I also planted an ORANGE species, tulipa whittallii, which was stunning yesterday, but is refusing to open today in a slight chill.

These tulips are unusual, graceful, striking, and natural all at the same time.  Not that I’m giving up my Orange Princesses, but there are places where a little bit of subtlety works, too.  Now, get Brent & Becky’s Bulbs on the line!  I need more for next year.


  1. Huh, I’ve never considered ordering specific Tulips… I always just plunk in the one the store bought plants we get in January for a little change of indoor color, or the ones relatives get us for Easter every year. (My tulip patch looks about like the crowd at a dead show color wise and in mangyness)

    But if there are orange doubles…? did you say ephemeral?
    …I may need to do some research, but I may just be paying for what will amount to pretty gopher food… if they even get that far.

  2. If you want to see a flame-streaked WILD TULIP in its native habitat, a photo taken only yesterday onthe slopes of Mt. Ida, in the Kaz Daglari (Goose Mountains) above the plain of Troy in NW Turkey)– then come hither….

    Ketzel Levine and friends are out there being blown away by wild violas, orchids, and of course– TULIPS… Photos from the field and a brief description of each day’s tour program will continue through 08 May…

    holly (at) hollychase (dot) com

  3. …and if you go to Ketzel’s own turf,, you’ll see two more shots that just came in at 2 PM EDT.

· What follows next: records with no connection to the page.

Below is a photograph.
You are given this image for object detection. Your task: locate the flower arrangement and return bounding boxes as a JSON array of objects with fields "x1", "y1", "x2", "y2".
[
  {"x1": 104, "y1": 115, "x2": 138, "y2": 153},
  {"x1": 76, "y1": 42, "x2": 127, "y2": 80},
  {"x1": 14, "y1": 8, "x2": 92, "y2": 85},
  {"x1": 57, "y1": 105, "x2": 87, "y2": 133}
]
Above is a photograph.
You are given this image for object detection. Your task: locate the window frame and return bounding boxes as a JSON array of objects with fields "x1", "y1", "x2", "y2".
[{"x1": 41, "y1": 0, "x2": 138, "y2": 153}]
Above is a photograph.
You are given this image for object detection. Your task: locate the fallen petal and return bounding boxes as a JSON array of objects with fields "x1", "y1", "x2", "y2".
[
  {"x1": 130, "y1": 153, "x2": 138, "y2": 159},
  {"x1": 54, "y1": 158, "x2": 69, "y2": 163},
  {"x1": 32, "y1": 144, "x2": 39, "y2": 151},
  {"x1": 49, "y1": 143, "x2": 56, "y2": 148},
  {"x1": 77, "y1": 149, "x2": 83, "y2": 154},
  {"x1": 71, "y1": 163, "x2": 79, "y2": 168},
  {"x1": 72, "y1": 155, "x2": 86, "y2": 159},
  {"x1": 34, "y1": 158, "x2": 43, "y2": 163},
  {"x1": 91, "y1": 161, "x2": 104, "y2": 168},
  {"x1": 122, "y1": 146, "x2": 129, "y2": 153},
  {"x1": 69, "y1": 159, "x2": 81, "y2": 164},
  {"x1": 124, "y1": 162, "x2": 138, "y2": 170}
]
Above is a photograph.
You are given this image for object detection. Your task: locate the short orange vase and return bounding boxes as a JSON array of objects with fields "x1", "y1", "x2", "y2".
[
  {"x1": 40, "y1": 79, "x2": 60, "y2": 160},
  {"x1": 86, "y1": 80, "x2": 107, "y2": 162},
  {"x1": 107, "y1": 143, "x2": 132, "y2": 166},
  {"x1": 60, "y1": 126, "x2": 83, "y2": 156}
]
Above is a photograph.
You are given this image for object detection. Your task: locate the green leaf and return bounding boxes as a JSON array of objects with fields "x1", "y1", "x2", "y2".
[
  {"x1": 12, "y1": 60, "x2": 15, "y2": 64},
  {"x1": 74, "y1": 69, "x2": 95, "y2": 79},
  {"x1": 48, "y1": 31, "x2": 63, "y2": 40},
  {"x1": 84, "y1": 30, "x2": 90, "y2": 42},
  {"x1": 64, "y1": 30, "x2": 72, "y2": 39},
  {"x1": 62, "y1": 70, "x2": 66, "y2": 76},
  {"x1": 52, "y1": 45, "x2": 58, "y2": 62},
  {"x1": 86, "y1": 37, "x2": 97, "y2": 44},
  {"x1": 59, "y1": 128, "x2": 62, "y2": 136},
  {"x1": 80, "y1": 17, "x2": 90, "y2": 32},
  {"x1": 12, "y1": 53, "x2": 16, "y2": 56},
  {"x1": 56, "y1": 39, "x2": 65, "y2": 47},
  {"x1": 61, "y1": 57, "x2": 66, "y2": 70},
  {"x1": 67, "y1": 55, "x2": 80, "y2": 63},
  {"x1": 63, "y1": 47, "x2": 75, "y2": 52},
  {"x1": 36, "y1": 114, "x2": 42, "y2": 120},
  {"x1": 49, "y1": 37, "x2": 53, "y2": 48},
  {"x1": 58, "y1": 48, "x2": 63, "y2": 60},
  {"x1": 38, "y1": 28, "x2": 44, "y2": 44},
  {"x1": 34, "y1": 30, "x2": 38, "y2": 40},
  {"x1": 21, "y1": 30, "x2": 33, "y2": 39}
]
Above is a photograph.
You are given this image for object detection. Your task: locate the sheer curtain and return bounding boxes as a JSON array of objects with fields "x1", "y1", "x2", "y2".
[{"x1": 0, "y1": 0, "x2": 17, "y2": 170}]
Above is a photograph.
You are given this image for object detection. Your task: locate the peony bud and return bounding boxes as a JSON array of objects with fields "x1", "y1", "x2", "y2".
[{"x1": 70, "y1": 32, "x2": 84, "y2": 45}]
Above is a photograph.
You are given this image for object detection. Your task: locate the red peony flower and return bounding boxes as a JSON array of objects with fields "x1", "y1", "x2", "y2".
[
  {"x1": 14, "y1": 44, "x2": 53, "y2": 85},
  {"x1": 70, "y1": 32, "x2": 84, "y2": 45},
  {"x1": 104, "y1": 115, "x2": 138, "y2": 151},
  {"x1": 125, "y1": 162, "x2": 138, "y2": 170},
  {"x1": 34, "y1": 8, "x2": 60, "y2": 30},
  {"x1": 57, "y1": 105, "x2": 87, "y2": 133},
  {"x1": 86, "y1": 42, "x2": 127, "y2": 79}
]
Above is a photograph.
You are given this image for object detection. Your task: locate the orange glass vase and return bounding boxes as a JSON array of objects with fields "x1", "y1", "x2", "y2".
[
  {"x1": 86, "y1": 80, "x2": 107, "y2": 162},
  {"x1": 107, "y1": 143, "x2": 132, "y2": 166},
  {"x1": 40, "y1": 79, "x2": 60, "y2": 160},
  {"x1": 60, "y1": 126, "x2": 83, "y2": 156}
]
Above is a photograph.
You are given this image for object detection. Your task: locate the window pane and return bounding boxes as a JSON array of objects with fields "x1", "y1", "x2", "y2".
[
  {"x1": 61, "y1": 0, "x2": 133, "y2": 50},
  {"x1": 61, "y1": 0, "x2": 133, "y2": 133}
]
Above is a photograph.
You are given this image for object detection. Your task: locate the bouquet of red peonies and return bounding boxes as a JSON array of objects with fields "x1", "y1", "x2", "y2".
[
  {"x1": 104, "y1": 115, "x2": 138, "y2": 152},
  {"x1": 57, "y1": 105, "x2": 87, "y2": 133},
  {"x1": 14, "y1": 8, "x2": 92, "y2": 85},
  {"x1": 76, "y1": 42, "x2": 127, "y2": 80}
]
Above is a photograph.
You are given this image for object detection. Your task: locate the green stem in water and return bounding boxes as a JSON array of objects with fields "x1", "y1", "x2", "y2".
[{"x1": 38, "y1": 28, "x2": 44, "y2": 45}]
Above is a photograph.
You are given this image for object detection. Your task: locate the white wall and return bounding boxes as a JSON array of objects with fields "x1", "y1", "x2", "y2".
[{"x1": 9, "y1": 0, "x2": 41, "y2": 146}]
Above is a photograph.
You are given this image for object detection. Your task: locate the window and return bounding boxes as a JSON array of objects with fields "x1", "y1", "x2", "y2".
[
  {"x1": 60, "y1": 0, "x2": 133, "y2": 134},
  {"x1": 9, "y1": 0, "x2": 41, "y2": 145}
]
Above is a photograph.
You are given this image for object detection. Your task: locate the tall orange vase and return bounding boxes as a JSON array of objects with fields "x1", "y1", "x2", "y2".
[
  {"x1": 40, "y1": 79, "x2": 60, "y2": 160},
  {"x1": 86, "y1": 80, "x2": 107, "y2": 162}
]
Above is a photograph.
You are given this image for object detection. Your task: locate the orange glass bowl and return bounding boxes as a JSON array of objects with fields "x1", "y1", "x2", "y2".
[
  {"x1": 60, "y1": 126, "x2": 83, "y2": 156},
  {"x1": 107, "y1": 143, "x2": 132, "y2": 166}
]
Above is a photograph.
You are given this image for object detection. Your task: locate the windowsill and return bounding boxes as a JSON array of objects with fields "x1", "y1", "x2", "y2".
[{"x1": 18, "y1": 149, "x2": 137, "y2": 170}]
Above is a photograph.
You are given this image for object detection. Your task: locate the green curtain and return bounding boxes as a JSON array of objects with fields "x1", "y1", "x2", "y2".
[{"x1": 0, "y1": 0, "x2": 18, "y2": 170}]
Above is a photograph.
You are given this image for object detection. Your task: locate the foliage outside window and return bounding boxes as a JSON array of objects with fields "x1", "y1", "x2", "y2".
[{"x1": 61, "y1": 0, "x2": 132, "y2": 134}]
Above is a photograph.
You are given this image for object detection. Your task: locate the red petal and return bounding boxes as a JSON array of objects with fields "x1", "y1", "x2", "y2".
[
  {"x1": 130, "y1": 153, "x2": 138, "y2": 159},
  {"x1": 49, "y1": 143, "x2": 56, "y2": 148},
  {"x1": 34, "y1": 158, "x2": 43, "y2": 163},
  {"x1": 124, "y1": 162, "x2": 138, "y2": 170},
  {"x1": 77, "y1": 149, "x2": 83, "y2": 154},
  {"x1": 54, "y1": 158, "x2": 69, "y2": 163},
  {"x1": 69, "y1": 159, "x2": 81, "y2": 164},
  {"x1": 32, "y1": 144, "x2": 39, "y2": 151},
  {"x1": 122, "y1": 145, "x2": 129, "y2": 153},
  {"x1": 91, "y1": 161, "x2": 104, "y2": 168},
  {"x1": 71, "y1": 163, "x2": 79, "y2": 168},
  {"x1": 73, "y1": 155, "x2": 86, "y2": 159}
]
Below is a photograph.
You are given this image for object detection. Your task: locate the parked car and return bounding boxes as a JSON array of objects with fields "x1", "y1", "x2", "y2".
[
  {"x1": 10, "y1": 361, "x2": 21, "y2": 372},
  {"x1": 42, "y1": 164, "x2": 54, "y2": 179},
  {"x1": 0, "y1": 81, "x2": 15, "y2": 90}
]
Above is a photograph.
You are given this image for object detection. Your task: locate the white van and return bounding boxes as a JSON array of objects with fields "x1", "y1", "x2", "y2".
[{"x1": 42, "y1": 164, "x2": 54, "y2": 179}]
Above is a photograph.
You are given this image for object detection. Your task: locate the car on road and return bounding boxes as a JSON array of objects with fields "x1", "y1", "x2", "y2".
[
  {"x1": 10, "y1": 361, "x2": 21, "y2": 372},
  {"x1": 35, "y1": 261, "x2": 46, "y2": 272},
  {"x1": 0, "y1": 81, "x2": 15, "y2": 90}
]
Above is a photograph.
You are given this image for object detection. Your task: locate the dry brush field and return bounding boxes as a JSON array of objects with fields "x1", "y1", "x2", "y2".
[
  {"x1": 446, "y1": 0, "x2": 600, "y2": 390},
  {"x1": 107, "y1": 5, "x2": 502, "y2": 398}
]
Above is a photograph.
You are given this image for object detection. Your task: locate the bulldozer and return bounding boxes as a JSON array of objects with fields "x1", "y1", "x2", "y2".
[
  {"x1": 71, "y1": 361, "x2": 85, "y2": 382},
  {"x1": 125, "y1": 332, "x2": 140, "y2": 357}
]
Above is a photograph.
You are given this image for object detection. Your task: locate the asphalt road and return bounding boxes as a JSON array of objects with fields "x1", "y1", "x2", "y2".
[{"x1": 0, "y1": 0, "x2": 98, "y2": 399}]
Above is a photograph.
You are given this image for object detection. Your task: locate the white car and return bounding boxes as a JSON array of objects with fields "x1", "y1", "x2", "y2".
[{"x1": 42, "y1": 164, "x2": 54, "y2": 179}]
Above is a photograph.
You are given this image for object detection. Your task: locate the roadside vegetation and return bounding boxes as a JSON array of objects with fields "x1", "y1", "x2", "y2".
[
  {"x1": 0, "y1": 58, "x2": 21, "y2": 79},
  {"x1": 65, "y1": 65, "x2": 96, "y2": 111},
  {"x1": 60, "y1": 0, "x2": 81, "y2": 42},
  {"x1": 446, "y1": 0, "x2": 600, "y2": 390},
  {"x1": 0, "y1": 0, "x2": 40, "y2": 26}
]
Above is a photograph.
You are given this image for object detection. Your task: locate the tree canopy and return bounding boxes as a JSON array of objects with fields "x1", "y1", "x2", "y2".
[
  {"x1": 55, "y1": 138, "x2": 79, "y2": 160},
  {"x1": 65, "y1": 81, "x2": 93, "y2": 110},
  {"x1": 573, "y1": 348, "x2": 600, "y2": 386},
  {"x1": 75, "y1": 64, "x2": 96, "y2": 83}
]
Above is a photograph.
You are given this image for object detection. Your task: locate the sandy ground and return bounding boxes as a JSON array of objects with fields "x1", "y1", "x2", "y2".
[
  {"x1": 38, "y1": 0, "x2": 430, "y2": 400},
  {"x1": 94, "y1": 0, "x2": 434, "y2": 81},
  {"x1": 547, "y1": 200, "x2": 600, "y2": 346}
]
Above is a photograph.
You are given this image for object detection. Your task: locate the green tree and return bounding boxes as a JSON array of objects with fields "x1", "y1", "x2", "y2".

    Tulipa silvestris is coiling and tightly budded (do Turkish deer not like tulips?)


  4. I just went for a ride out front for inspiration. And of course it was to your garden in front Michelle. Your garden is beautiful. I think this is your best. Spring is truly here now!

  5. You need Lady Jane. Tulip Clusiana Lady Jane – I got it from Bluestone and it is so charming. The petals close up in the evening and open during the day. You can see it here.

  6. I’ve been promoting wildflowers for years! Tulips aren’t NATIVE wildflowers (the Russian Steppes (prairies) turn scarlett from millions of wild tulips every Spring!), but they are beautiful and require no care. They take care of themselves and multiply themselves; plant ’em and forget!

    I have about 12 species; I have about 1,000 Tardas, with scattered clumps of the rest.

    Anyway…there are early, middle, and late varieties; they are carried by a number of dealers (High Country Gardens carries many). I finally persuaded the local park district to plant a couple of hundred:)

  7. Require no care is a good point. Just today at work walking among the masses of iris’ tulips and leftover dafodills, I wondered why bulbs don’t take a more predominate role in drought wise gardening. I guess they don’t look right protruding from succulents and cacti.
    And in a few weeks they are gone… (though thats kind of the fun of it right?)

    I love driving out to the backroads this time of year because you can see old homesteads sites by the profusion of pears, apples, and bulbs in bloom.
    Rarely, just rarely a chimney may remain, but the old pioneer plantings are still going strong long after the houses have gone!

  8. The sylvestris is very appealing, Michele. After 10 tulip-less springs in Texas I tried Tulipa clusiana and want to plant more species tulips this fall. But sort of wish that double orange would live here!

    If you wonder how bulbs look when popped among the cactus – check out my photo from the San Antonio Zoo on Annie’s Addendum and decide for yourselves.